The GenABEL project: methodology to address real world problems

by Yurii Aulchenko

The GenABEL project is dedicated to development of statistical genomics methodology of large impact on the real world. From this perspective, methodology development includes statistical methodology itself, its implementation in an usable software, and application of this software to real data in order to generate new knowledge.

Thus, we see methodology development as a three-stage process including mathematical formulation of the method, formulation and implementation of an algorithm in a software, and, finally, application of the methodology to real data. Actually, most of the time, the data will call for a new method. In that, application comes before the mathematical formulation. Presence of all three stages, and feedback between these is a key aspect of our approach to statistical genomics methodology development.

Why all three stages are critical?

For example, you may develop something, which looks like a nice and promising piece of math, but when you try to implement it, you figure out that you did not completely understand the problem, or that you were operating under some implicit assumptions, which are not likely to be correct. You may also figure out that computational complexity is too high, and you need to change the method in order for it to be practically applicable.

Next, it is important to apply your methodology to the simulated data (for which you know the answer): nonsense results will provide feedback on implementation (is that a bug?) or even on methodology (ah, formula 15-3 was wrong!).

It is even more important to apply your methodology to REAL data as early as possible: it will provide feedback on implementation (is it feasible to run my analysis in reality?), and methodology -- the situation when a method works on simulated data, but fails miserably on real data is not that uncommon! Also, trying to use real data will tell you about data formats people are using, and will eventually make your implementation really usable. There are example of great methods implemented in a software requiring such specific data format, that it becomes almost impossible to use these.

To conclude: methodology development should be viewed as integral process including development of methodology itself, development of software, and application of software to real data.

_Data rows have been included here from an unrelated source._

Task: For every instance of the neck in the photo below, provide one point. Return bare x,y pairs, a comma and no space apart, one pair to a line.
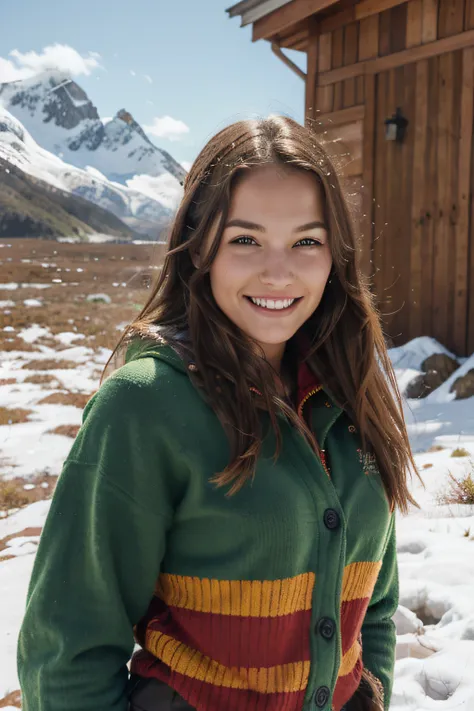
274,356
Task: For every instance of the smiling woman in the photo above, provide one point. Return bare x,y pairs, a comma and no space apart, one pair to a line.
229,502
270,279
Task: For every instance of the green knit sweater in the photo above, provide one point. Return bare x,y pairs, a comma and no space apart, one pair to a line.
274,598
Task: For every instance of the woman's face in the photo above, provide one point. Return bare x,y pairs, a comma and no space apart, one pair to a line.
274,259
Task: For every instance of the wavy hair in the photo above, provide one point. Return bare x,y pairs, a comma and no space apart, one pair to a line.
346,345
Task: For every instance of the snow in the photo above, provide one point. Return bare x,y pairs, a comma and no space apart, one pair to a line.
144,212
435,618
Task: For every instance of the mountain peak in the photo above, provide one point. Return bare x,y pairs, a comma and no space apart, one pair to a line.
56,111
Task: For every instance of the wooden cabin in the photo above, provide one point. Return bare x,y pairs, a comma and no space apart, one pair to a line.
389,86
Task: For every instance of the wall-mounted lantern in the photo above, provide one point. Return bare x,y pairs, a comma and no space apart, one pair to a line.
395,127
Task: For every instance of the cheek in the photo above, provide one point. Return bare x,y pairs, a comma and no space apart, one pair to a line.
229,273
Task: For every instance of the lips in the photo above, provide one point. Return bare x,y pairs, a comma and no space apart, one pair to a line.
273,305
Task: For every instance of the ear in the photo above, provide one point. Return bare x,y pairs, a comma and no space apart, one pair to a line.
196,259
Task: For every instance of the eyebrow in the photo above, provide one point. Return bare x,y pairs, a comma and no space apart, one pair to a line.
260,228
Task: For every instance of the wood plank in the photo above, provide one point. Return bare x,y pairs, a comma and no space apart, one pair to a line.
360,90
337,61
398,28
454,141
404,293
414,54
440,326
450,18
384,33
359,11
429,31
469,15
324,94
414,23
338,118
366,262
431,197
365,8
381,188
470,304
369,38
351,38
461,275
392,215
289,62
418,301
284,17
311,73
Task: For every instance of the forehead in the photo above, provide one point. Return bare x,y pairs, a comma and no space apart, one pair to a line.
277,191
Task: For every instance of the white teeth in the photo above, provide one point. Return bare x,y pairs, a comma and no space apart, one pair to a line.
272,303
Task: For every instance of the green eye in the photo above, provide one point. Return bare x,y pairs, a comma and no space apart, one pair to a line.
244,240
309,242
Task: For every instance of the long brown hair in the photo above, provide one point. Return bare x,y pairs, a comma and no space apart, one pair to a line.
347,350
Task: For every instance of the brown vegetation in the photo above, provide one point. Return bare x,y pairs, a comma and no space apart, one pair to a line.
13,415
67,398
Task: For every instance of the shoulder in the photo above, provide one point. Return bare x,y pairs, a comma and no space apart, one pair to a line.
140,384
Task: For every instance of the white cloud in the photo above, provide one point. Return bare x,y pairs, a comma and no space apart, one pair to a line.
167,127
57,56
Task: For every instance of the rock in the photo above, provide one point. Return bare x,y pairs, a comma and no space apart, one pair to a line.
407,622
437,368
417,387
99,298
464,385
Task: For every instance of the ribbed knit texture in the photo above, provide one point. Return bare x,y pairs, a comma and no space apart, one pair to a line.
262,601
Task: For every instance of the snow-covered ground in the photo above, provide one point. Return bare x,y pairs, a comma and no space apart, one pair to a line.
435,620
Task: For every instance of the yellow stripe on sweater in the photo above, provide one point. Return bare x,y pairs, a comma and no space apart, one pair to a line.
191,663
246,598
359,580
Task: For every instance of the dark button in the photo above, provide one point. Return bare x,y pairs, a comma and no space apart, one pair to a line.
326,627
331,519
321,696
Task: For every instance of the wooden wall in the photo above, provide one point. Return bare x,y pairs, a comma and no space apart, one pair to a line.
416,227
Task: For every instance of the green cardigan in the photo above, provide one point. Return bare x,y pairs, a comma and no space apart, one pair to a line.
272,599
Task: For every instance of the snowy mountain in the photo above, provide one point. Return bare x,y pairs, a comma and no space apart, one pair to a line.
62,119
141,212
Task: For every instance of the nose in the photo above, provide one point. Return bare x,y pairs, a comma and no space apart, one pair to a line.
276,272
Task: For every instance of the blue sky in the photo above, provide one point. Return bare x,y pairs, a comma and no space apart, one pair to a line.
181,59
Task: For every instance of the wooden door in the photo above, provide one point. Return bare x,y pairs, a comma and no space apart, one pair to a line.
421,231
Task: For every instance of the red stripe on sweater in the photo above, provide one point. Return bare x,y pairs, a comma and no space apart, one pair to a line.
236,641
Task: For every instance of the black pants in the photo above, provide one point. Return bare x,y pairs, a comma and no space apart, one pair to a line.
155,695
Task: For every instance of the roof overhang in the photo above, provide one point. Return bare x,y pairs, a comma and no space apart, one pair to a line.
252,10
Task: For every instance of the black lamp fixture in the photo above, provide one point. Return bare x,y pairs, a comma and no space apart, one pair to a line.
395,127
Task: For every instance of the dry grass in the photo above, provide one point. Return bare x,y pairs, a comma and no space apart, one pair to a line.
11,699
67,398
13,495
459,491
66,430
40,379
49,364
460,452
13,416
129,267
16,344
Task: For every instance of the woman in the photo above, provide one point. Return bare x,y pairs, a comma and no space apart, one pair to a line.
229,502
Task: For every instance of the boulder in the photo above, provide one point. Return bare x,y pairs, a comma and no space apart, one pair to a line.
437,368
464,385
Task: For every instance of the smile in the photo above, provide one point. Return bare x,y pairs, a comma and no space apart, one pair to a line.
273,304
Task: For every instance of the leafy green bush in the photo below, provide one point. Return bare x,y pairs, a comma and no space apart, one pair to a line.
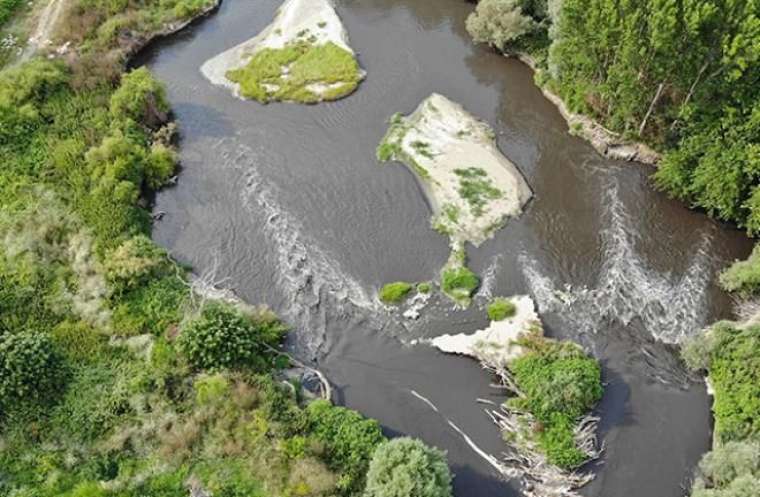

While such integral approach is a tall order for an individual researcher or even a (smaller) group of these, it is feasible if an open source approach -- commons-based production by openly exchanging ideas, bartering (you help me, I help you) and collaboration -- is applied throughout. I will elaborate on this point in my further posts.

Disclaimer. This is my personal position, which is open for discussion. In this post, I am not speaking on behalf of the GenABEL project community, but rather seeding the discussion which will eventually set the project's standards.

I would like to thank Dr. Lennart Karssen for valuable and continuous discussion through which many of my views on the GenABEL project have evolved.